Cell phone use while driving leads to 1.6 million crashes each year, according to the National Safety Council.  -  Photo:  unsplash.com/Alexandre Boucher

Cell phone use while driving leads to 1.6 million crashes each year, according to the National Safety Council.

Photo: unsplash.com/Alexandre Boucher

Some 3,142 people were killed in distracted driving collisions in 2019, making it the cause of 8.7% of all crash fatalities that year, according to the National Highway Transportation and Safety Administration (NHTSA). April is Distracted Driving Awareness Month, and now is the time for fleet operators to remind drivers that distracted driving, including hands-free phone use and infotainment systems, puts everyone at risk. 

It is vital for fleet operators to take Distracted Driving Month seriously.

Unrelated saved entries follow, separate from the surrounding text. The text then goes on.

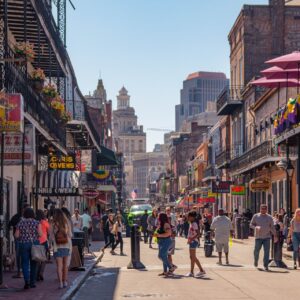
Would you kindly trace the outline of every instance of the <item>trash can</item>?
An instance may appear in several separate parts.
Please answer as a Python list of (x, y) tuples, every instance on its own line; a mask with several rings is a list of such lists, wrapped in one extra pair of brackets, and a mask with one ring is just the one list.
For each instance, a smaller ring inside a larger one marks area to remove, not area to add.
[(72, 238), (72, 246), (77, 246), (81, 263), (84, 265), (84, 257), (83, 257), (83, 251), (84, 251), (84, 232), (78, 231), (74, 232), (74, 237)]
[(242, 239), (242, 218), (235, 218), (235, 238), (241, 240)]
[(247, 218), (242, 218), (241, 220), (241, 238), (248, 239), (250, 231), (250, 223)]

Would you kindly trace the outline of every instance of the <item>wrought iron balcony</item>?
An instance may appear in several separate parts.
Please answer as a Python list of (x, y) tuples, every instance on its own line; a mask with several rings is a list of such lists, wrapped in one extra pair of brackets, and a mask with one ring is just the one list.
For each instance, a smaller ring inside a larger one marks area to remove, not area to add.
[(216, 176), (216, 169), (213, 165), (209, 165), (204, 171), (203, 180), (205, 181), (205, 180), (207, 180), (211, 177), (214, 177), (214, 176)]
[(246, 151), (241, 156), (236, 157), (230, 163), (231, 170), (237, 170), (246, 168), (248, 165), (258, 163), (268, 158), (278, 158), (278, 154), (275, 153), (272, 141), (265, 141), (258, 146)]
[(223, 150), (218, 155), (216, 155), (216, 168), (217, 169), (227, 169), (230, 165), (230, 150)]
[(242, 106), (241, 93), (242, 86), (225, 87), (217, 99), (218, 116), (226, 116), (232, 114), (235, 109)]
[[(7, 57), (13, 58), (13, 52), (8, 49)], [(0, 86), (8, 93), (20, 93), (24, 98), (24, 111), (30, 114), (49, 134), (62, 146), (66, 145), (66, 130), (61, 126), (61, 120), (46, 105), (44, 98), (30, 86), (24, 69), (12, 62), (6, 62), (4, 74), (1, 74)]]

Experts say our roadways are more hazardous than they’ve been in decades. On a typical day, eight people are killed and hundreds more are injured in distraction-affected crashes, notes the National Safety Council. Your drivers face distracted driving risks on every trip — from the driveway to the parking lot and back home again.

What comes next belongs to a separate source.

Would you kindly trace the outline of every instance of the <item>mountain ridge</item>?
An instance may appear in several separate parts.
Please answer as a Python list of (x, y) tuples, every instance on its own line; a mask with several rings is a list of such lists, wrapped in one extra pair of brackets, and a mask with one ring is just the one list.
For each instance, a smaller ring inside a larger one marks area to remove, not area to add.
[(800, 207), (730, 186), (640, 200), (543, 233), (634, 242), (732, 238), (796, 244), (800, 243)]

In addition to lost lives, distracted driving results in about 280,000 injuries each year and it causes about 920,000 total accidents per year, according to a recent report from Bankrate.

The Bankrate report notes that while we may think of distracted driving as a new phenomenon linked to increasing technology, it is a problem that has been around for a long time.

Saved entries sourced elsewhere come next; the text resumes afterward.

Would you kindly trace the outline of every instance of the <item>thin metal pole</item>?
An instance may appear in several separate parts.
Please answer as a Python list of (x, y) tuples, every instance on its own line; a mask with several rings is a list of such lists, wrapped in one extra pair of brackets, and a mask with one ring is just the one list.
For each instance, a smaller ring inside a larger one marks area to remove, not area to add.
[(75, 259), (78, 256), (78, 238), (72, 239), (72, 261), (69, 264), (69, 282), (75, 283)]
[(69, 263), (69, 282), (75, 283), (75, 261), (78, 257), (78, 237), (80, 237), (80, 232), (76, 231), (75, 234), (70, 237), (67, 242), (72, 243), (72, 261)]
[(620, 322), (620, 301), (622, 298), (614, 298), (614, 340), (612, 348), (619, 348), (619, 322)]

One of the first studies to explore distracted driving was done by the Virginia Tech Transportation Institute and NHTSA in 2006. It found that almost 80% of crashes and 65% of near-crashes involved some form of driver inattention within three seconds of the event. While the most common distraction was cell phone use, it was actually less likely to cause a crash versus other distractions. Reaching for a moving object increased the risk nine times, whereas talking on the cell phone increased the risk by only 1.3 times.

However, cell phone use while behind the wheel should never be underestimated or tolerated. It is a growing problem and it does cause a substantial number of collisions.

The National Safety Council reports that cell phone use while driving leads to 1.6 million crashes each year. Nearly 390,000 injuries occur each year from accidents caused by texting while driving. And, one out of every four car accidents in the United States is caused by texting and driving.

Fortunately, 48 states and the District of Columbia have enacted cell phone bans to combat distracted driving.

Even so, fleet operators must make sure their drivers are mindful of the distracted driving problem. With awareness month upon us, April is a relevant time to remind your drivers of the dangers of distracted driving. Tell them to keep their hands on the wheel and their eyes on the road at all times. With their full focus and attention on the act of driving and the roadway ahead, your drivers and all road users will be safer on the highways and byways this April and beyond.